Poor trend in business surveys
According to the May JibunBank survey, the Composite PMI moved into contraction at 49.8 (-1.4pp). The slight rise in the manufacturing PMI – still in contraction territory at 49.0 (+0.3pp) – was not enough to offset the steep decline in the services PMI (50.8, -1.6pp).
Household confidence up
According to the Cabinet Office survey, the household confidence index rose by 1.6 points to 32.8 in May. The largest improvement (+2.9 points) was in the “overall livelihood” sub-component, while the most favorable sentiment was “income growth”.

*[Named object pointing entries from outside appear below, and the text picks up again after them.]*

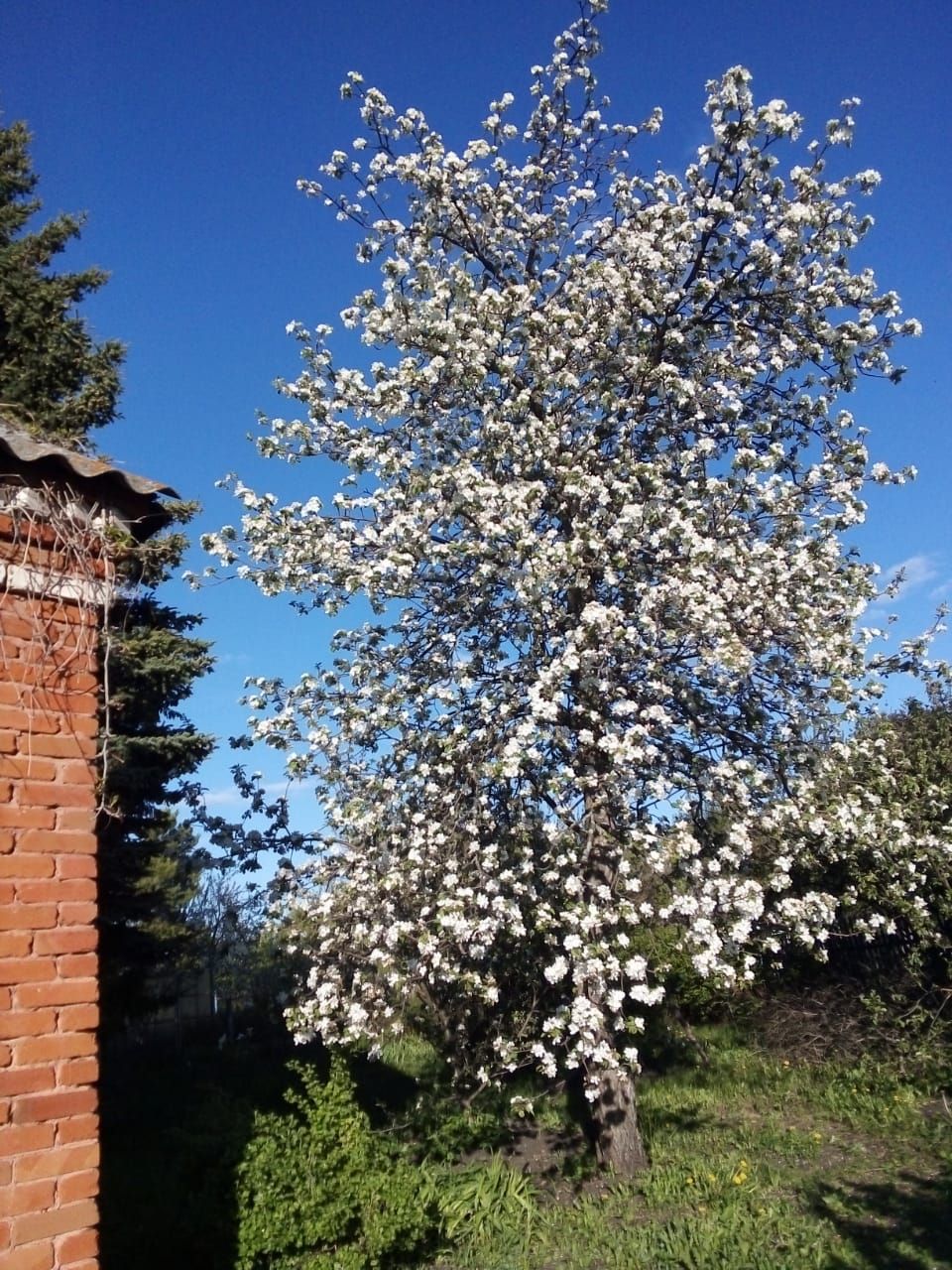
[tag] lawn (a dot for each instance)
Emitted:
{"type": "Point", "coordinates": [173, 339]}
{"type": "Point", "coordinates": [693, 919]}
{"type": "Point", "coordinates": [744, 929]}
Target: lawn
{"type": "Point", "coordinates": [760, 1162]}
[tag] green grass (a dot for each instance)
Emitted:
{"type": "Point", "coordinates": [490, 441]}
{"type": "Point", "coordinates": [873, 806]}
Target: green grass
{"type": "Point", "coordinates": [758, 1164]}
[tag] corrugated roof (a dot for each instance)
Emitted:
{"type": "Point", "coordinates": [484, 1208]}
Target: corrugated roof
{"type": "Point", "coordinates": [136, 499]}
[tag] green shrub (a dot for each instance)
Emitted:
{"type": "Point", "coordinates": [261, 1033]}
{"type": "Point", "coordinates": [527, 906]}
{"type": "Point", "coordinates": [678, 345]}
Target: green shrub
{"type": "Point", "coordinates": [318, 1191]}
{"type": "Point", "coordinates": [485, 1201]}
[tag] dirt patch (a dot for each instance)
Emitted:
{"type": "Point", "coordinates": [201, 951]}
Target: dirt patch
{"type": "Point", "coordinates": [560, 1161]}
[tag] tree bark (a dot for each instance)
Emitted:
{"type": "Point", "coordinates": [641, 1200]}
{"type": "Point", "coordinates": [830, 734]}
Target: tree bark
{"type": "Point", "coordinates": [619, 1143]}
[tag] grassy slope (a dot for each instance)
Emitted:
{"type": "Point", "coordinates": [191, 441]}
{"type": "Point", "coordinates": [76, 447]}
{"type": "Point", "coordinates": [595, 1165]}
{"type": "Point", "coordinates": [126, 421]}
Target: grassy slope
{"type": "Point", "coordinates": [758, 1164]}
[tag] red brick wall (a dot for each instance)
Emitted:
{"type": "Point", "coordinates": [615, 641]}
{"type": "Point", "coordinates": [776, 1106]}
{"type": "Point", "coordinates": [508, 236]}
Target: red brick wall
{"type": "Point", "coordinates": [49, 1125]}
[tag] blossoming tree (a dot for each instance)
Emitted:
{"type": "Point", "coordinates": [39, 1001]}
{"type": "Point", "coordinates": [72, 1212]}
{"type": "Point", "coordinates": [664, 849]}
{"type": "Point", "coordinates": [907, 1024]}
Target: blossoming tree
{"type": "Point", "coordinates": [594, 494]}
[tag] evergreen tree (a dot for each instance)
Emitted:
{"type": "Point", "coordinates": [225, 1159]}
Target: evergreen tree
{"type": "Point", "coordinates": [54, 377]}
{"type": "Point", "coordinates": [58, 382]}
{"type": "Point", "coordinates": [595, 492]}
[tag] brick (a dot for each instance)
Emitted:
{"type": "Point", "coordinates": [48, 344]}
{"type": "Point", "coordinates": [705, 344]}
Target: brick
{"type": "Point", "coordinates": [32, 721]}
{"type": "Point", "coordinates": [77, 915]}
{"type": "Point", "coordinates": [33, 1256]}
{"type": "Point", "coordinates": [27, 1023]}
{"type": "Point", "coordinates": [59, 842]}
{"type": "Point", "coordinates": [59, 747]}
{"type": "Point", "coordinates": [75, 820]}
{"type": "Point", "coordinates": [56, 890]}
{"type": "Point", "coordinates": [77, 1071]}
{"type": "Point", "coordinates": [79, 1017]}
{"type": "Point", "coordinates": [55, 1220]}
{"type": "Point", "coordinates": [28, 1197]}
{"type": "Point", "coordinates": [27, 917]}
{"type": "Point", "coordinates": [50, 1049]}
{"type": "Point", "coordinates": [27, 969]}
{"type": "Point", "coordinates": [76, 965]}
{"type": "Point", "coordinates": [26, 817]}
{"type": "Point", "coordinates": [28, 766]}
{"type": "Point", "coordinates": [58, 993]}
{"type": "Point", "coordinates": [16, 943]}
{"type": "Point", "coordinates": [49, 794]}
{"type": "Point", "coordinates": [21, 1139]}
{"type": "Point", "coordinates": [72, 939]}
{"type": "Point", "coordinates": [77, 865]}
{"type": "Point", "coordinates": [76, 771]}
{"type": "Point", "coordinates": [56, 1161]}
{"type": "Point", "coordinates": [73, 1247]}
{"type": "Point", "coordinates": [26, 866]}
{"type": "Point", "coordinates": [54, 1106]}
{"type": "Point", "coordinates": [84, 726]}
{"type": "Point", "coordinates": [26, 1080]}
{"type": "Point", "coordinates": [77, 1128]}
{"type": "Point", "coordinates": [72, 1187]}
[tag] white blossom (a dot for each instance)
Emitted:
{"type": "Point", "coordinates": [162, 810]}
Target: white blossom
{"type": "Point", "coordinates": [597, 499]}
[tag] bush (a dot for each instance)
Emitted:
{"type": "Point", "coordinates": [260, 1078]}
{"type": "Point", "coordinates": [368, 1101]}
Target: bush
{"type": "Point", "coordinates": [318, 1191]}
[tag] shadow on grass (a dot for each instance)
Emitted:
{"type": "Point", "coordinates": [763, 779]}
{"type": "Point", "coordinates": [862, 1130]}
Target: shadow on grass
{"type": "Point", "coordinates": [176, 1124]}
{"type": "Point", "coordinates": [175, 1127]}
{"type": "Point", "coordinates": [905, 1224]}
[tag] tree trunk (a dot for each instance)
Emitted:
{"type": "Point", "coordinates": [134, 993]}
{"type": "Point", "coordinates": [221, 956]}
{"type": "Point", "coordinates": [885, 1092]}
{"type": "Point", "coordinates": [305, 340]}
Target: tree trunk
{"type": "Point", "coordinates": [615, 1119]}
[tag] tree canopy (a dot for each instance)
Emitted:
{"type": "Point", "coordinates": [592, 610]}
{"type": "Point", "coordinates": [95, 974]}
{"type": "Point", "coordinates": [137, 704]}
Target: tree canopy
{"type": "Point", "coordinates": [597, 489]}
{"type": "Point", "coordinates": [54, 377]}
{"type": "Point", "coordinates": [58, 382]}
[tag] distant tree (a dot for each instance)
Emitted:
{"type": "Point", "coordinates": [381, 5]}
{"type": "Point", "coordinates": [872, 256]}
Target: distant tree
{"type": "Point", "coordinates": [59, 384]}
{"type": "Point", "coordinates": [595, 493]}
{"type": "Point", "coordinates": [54, 377]}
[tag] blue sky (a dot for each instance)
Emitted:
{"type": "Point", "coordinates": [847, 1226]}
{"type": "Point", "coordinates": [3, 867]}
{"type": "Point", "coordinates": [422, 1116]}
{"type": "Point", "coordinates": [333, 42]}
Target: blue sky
{"type": "Point", "coordinates": [181, 127]}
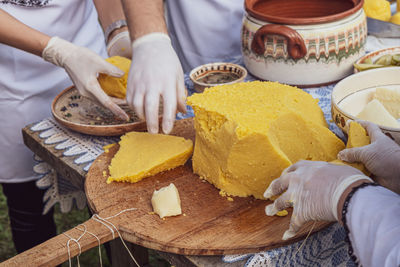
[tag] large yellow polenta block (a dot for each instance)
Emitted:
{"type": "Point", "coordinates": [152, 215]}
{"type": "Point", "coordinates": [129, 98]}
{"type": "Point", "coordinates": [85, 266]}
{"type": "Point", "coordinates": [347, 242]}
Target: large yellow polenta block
{"type": "Point", "coordinates": [142, 154]}
{"type": "Point", "coordinates": [114, 86]}
{"type": "Point", "coordinates": [248, 133]}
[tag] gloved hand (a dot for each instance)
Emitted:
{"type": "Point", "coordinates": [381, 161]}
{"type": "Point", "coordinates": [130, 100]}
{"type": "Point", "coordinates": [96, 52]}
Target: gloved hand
{"type": "Point", "coordinates": [313, 189]}
{"type": "Point", "coordinates": [83, 66]}
{"type": "Point", "coordinates": [381, 157]}
{"type": "Point", "coordinates": [120, 45]}
{"type": "Point", "coordinates": [156, 72]}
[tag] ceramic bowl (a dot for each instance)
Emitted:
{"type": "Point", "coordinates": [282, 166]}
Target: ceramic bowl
{"type": "Point", "coordinates": [377, 54]}
{"type": "Point", "coordinates": [350, 95]}
{"type": "Point", "coordinates": [303, 43]}
{"type": "Point", "coordinates": [213, 74]}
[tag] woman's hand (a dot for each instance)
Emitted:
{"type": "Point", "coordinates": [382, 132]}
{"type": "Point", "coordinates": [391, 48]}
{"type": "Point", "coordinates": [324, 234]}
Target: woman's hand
{"type": "Point", "coordinates": [156, 73]}
{"type": "Point", "coordinates": [381, 157]}
{"type": "Point", "coordinates": [83, 66]}
{"type": "Point", "coordinates": [313, 189]}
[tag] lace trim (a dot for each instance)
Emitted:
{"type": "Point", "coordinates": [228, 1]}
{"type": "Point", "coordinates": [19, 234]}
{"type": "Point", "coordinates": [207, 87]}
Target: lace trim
{"type": "Point", "coordinates": [26, 3]}
{"type": "Point", "coordinates": [344, 212]}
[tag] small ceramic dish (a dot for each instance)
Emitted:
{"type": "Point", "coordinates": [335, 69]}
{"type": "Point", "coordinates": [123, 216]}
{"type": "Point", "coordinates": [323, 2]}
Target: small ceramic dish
{"type": "Point", "coordinates": [373, 56]}
{"type": "Point", "coordinates": [213, 74]}
{"type": "Point", "coordinates": [350, 95]}
{"type": "Point", "coordinates": [82, 115]}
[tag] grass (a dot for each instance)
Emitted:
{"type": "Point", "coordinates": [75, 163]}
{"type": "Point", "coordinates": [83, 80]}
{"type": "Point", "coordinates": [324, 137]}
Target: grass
{"type": "Point", "coordinates": [64, 222]}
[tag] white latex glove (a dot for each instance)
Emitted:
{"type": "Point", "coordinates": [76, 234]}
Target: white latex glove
{"type": "Point", "coordinates": [120, 45]}
{"type": "Point", "coordinates": [313, 189]}
{"type": "Point", "coordinates": [83, 66]}
{"type": "Point", "coordinates": [381, 157]}
{"type": "Point", "coordinates": [156, 72]}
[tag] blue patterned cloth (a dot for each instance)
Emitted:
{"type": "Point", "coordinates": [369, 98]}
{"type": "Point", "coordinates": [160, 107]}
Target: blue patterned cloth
{"type": "Point", "coordinates": [325, 248]}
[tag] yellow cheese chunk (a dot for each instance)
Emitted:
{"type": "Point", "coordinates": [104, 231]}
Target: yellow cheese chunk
{"type": "Point", "coordinates": [390, 99]}
{"type": "Point", "coordinates": [142, 154]}
{"type": "Point", "coordinates": [357, 136]}
{"type": "Point", "coordinates": [248, 133]}
{"type": "Point", "coordinates": [375, 112]}
{"type": "Point", "coordinates": [166, 201]}
{"type": "Point", "coordinates": [114, 86]}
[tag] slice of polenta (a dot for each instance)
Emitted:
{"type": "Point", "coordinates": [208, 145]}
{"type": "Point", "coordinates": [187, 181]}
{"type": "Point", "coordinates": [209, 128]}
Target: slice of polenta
{"type": "Point", "coordinates": [357, 137]}
{"type": "Point", "coordinates": [142, 154]}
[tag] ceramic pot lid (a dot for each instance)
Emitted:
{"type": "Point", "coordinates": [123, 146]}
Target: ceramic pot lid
{"type": "Point", "coordinates": [302, 12]}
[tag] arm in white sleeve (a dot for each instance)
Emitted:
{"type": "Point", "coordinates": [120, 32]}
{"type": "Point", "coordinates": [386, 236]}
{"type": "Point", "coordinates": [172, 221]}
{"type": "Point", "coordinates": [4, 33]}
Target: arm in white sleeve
{"type": "Point", "coordinates": [372, 221]}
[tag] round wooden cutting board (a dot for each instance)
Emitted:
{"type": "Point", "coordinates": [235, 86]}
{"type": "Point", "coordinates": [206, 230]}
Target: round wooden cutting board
{"type": "Point", "coordinates": [209, 225]}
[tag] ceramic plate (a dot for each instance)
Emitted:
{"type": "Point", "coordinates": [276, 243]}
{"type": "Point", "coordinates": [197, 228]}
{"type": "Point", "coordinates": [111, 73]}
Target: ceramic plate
{"type": "Point", "coordinates": [81, 114]}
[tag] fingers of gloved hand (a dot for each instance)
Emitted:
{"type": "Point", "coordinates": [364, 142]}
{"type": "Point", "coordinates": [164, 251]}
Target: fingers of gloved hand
{"type": "Point", "coordinates": [355, 154]}
{"type": "Point", "coordinates": [281, 203]}
{"type": "Point", "coordinates": [105, 100]}
{"type": "Point", "coordinates": [181, 94]}
{"type": "Point", "coordinates": [169, 108]}
{"type": "Point", "coordinates": [294, 227]}
{"type": "Point", "coordinates": [120, 45]}
{"type": "Point", "coordinates": [110, 69]}
{"type": "Point", "coordinates": [152, 100]}
{"type": "Point", "coordinates": [277, 186]}
{"type": "Point", "coordinates": [373, 130]}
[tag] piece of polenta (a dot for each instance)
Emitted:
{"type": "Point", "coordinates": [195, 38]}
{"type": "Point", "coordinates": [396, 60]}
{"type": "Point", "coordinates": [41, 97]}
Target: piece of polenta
{"type": "Point", "coordinates": [142, 154]}
{"type": "Point", "coordinates": [114, 86]}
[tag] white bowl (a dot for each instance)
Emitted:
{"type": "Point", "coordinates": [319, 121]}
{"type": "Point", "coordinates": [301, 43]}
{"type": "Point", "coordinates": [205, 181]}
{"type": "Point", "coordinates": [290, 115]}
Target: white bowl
{"type": "Point", "coordinates": [350, 95]}
{"type": "Point", "coordinates": [377, 54]}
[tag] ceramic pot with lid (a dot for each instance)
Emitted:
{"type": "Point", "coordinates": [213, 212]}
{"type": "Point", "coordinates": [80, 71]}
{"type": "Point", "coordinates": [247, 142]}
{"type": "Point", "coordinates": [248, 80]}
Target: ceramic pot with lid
{"type": "Point", "coordinates": [303, 42]}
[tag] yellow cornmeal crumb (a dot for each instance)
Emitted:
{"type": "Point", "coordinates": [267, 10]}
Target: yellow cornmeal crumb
{"type": "Point", "coordinates": [247, 133]}
{"type": "Point", "coordinates": [222, 193]}
{"type": "Point", "coordinates": [142, 154]}
{"type": "Point", "coordinates": [107, 148]}
{"type": "Point", "coordinates": [357, 137]}
{"type": "Point", "coordinates": [114, 86]}
{"type": "Point", "coordinates": [282, 213]}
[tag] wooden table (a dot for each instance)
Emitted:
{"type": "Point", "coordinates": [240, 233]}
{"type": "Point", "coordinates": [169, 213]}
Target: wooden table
{"type": "Point", "coordinates": [66, 167]}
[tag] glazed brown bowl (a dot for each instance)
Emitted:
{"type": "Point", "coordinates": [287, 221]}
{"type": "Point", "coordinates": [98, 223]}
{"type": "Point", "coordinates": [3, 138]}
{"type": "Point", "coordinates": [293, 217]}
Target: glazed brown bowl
{"type": "Point", "coordinates": [214, 74]}
{"type": "Point", "coordinates": [303, 42]}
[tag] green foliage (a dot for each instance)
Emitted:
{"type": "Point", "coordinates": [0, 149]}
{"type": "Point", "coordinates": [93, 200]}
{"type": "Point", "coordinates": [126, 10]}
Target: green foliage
{"type": "Point", "coordinates": [64, 222]}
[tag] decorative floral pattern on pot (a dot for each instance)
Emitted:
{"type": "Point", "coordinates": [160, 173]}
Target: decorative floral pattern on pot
{"type": "Point", "coordinates": [303, 55]}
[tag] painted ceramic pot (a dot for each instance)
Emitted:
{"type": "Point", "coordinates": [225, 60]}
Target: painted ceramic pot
{"type": "Point", "coordinates": [303, 42]}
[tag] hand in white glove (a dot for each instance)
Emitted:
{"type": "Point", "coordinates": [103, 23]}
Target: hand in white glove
{"type": "Point", "coordinates": [83, 66]}
{"type": "Point", "coordinates": [313, 189]}
{"type": "Point", "coordinates": [381, 157]}
{"type": "Point", "coordinates": [156, 72]}
{"type": "Point", "coordinates": [120, 45]}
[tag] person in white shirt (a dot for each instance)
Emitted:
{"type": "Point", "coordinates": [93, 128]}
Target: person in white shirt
{"type": "Point", "coordinates": [369, 212]}
{"type": "Point", "coordinates": [168, 44]}
{"type": "Point", "coordinates": [66, 34]}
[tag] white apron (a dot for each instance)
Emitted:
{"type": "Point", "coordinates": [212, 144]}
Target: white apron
{"type": "Point", "coordinates": [28, 84]}
{"type": "Point", "coordinates": [205, 31]}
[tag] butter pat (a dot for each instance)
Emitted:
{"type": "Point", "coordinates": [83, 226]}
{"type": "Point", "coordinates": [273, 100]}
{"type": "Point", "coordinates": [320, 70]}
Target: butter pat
{"type": "Point", "coordinates": [375, 112]}
{"type": "Point", "coordinates": [142, 154]}
{"type": "Point", "coordinates": [166, 201]}
{"type": "Point", "coordinates": [248, 133]}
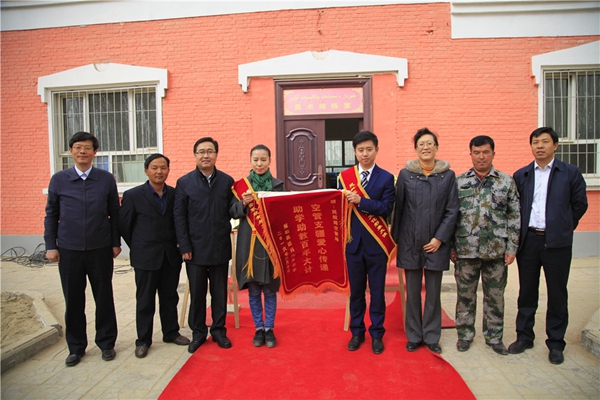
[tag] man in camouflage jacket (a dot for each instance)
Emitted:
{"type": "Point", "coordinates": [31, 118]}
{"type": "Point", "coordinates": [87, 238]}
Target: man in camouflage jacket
{"type": "Point", "coordinates": [485, 243]}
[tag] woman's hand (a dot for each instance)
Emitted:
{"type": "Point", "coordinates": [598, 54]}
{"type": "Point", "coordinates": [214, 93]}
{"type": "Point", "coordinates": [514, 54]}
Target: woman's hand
{"type": "Point", "coordinates": [432, 246]}
{"type": "Point", "coordinates": [247, 198]}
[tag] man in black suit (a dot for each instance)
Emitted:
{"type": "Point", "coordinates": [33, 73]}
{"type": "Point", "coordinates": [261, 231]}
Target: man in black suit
{"type": "Point", "coordinates": [81, 234]}
{"type": "Point", "coordinates": [147, 226]}
{"type": "Point", "coordinates": [202, 222]}
{"type": "Point", "coordinates": [553, 200]}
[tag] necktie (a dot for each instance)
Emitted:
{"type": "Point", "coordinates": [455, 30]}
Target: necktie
{"type": "Point", "coordinates": [364, 180]}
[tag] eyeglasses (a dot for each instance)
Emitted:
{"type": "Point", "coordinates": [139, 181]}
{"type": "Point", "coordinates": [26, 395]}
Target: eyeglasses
{"type": "Point", "coordinates": [208, 152]}
{"type": "Point", "coordinates": [423, 144]}
{"type": "Point", "coordinates": [84, 148]}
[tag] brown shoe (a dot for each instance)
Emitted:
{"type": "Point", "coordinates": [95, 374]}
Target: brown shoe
{"type": "Point", "coordinates": [463, 345]}
{"type": "Point", "coordinates": [141, 351]}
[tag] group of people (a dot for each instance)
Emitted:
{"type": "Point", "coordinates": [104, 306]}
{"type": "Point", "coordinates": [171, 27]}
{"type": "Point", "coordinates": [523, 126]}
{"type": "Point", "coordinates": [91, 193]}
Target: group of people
{"type": "Point", "coordinates": [480, 220]}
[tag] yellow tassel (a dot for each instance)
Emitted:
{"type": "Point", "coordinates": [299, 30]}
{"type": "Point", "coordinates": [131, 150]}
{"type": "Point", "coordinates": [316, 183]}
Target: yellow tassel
{"type": "Point", "coordinates": [249, 267]}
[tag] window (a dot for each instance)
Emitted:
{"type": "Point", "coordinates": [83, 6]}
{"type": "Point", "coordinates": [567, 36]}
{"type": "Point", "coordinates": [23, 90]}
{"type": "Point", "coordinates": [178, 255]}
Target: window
{"type": "Point", "coordinates": [572, 108]}
{"type": "Point", "coordinates": [569, 101]}
{"type": "Point", "coordinates": [123, 120]}
{"type": "Point", "coordinates": [119, 104]}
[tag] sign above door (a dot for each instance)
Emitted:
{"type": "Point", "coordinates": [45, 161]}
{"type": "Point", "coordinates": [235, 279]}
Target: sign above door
{"type": "Point", "coordinates": [318, 101]}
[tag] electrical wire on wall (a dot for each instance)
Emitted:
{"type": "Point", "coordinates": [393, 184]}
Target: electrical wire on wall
{"type": "Point", "coordinates": [38, 258]}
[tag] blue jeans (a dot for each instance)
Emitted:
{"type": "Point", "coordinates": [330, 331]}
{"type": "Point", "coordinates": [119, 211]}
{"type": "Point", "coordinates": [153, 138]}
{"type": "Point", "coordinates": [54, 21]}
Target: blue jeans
{"type": "Point", "coordinates": [256, 307]}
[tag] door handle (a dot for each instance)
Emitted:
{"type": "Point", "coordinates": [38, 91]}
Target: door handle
{"type": "Point", "coordinates": [320, 176]}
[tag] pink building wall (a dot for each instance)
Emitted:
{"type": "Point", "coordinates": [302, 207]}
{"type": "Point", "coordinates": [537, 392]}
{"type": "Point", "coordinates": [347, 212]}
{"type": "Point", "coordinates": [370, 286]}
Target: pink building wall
{"type": "Point", "coordinates": [458, 88]}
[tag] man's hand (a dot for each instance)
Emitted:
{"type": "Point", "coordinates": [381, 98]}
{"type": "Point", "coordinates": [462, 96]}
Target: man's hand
{"type": "Point", "coordinates": [53, 255]}
{"type": "Point", "coordinates": [432, 246]}
{"type": "Point", "coordinates": [508, 259]}
{"type": "Point", "coordinates": [116, 252]}
{"type": "Point", "coordinates": [453, 256]}
{"type": "Point", "coordinates": [352, 197]}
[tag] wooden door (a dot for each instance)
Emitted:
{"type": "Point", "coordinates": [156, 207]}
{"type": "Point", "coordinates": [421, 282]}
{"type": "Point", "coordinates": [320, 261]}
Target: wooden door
{"type": "Point", "coordinates": [304, 146]}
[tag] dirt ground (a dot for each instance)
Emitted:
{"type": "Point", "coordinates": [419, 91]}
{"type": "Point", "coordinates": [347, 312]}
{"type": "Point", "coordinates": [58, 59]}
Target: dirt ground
{"type": "Point", "coordinates": [18, 318]}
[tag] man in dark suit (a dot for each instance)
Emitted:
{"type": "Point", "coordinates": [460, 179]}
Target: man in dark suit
{"type": "Point", "coordinates": [202, 223]}
{"type": "Point", "coordinates": [147, 226]}
{"type": "Point", "coordinates": [553, 200]}
{"type": "Point", "coordinates": [81, 234]}
{"type": "Point", "coordinates": [371, 192]}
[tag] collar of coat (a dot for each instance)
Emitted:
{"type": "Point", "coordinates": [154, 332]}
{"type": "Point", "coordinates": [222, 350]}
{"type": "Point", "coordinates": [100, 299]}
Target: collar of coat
{"type": "Point", "coordinates": [415, 166]}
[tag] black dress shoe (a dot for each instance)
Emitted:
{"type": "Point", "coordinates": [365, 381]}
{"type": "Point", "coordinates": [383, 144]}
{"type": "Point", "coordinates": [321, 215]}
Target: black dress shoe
{"type": "Point", "coordinates": [179, 340]}
{"type": "Point", "coordinates": [195, 344]}
{"type": "Point", "coordinates": [556, 357]}
{"type": "Point", "coordinates": [109, 355]}
{"type": "Point", "coordinates": [412, 346]}
{"type": "Point", "coordinates": [377, 346]}
{"type": "Point", "coordinates": [73, 360]}
{"type": "Point", "coordinates": [463, 345]}
{"type": "Point", "coordinates": [222, 341]}
{"type": "Point", "coordinates": [518, 347]}
{"type": "Point", "coordinates": [499, 348]}
{"type": "Point", "coordinates": [141, 351]}
{"type": "Point", "coordinates": [435, 348]}
{"type": "Point", "coordinates": [355, 342]}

A subdued Q1 end on the salary front
In March, growth in scheduled contractual wages rose marginally to +1.4% y/y (+0.1pp). At the same time, total earnings slowed (+2.3% y/y, ?-0.4pp) and the fall in the real wage index accelerated (-1.8% y/y, -0.3pp). The unemployment rate was stable at +2.5%.
Tension on inflation
Core inflation accelerated (+0.7% m/m, +0.3pp) in May and reached +3.5% y/y (+0.3pp) -– the highest since January 2023. The cost of rice (+98.4% y/y) is a cause for concern. Overall, headline inflation came in at +3.6% y/y. However, services inflation has slowed to +1.3% y/y (-0.1pp). The BoJ's Summary of Opinions (May) reported expectations of a fall in core inflation against the backdrop of a slowing economy, with risks nevertheless tilted to the upside.

GDP contraction
Growth was negative in Q1 2025, at -0.2% q/q (compared with +0.6% in Q4 2024). Falling exports (-0.6% q/q) and a sharp rise in imports (+2.9% q/q) were the main negative forces at work, while household consumption stagnated. Conversely, investment and changes in inventories made a positive contribution. We expect GDP growth to rebound modestly by 0.1% q/q in Q2.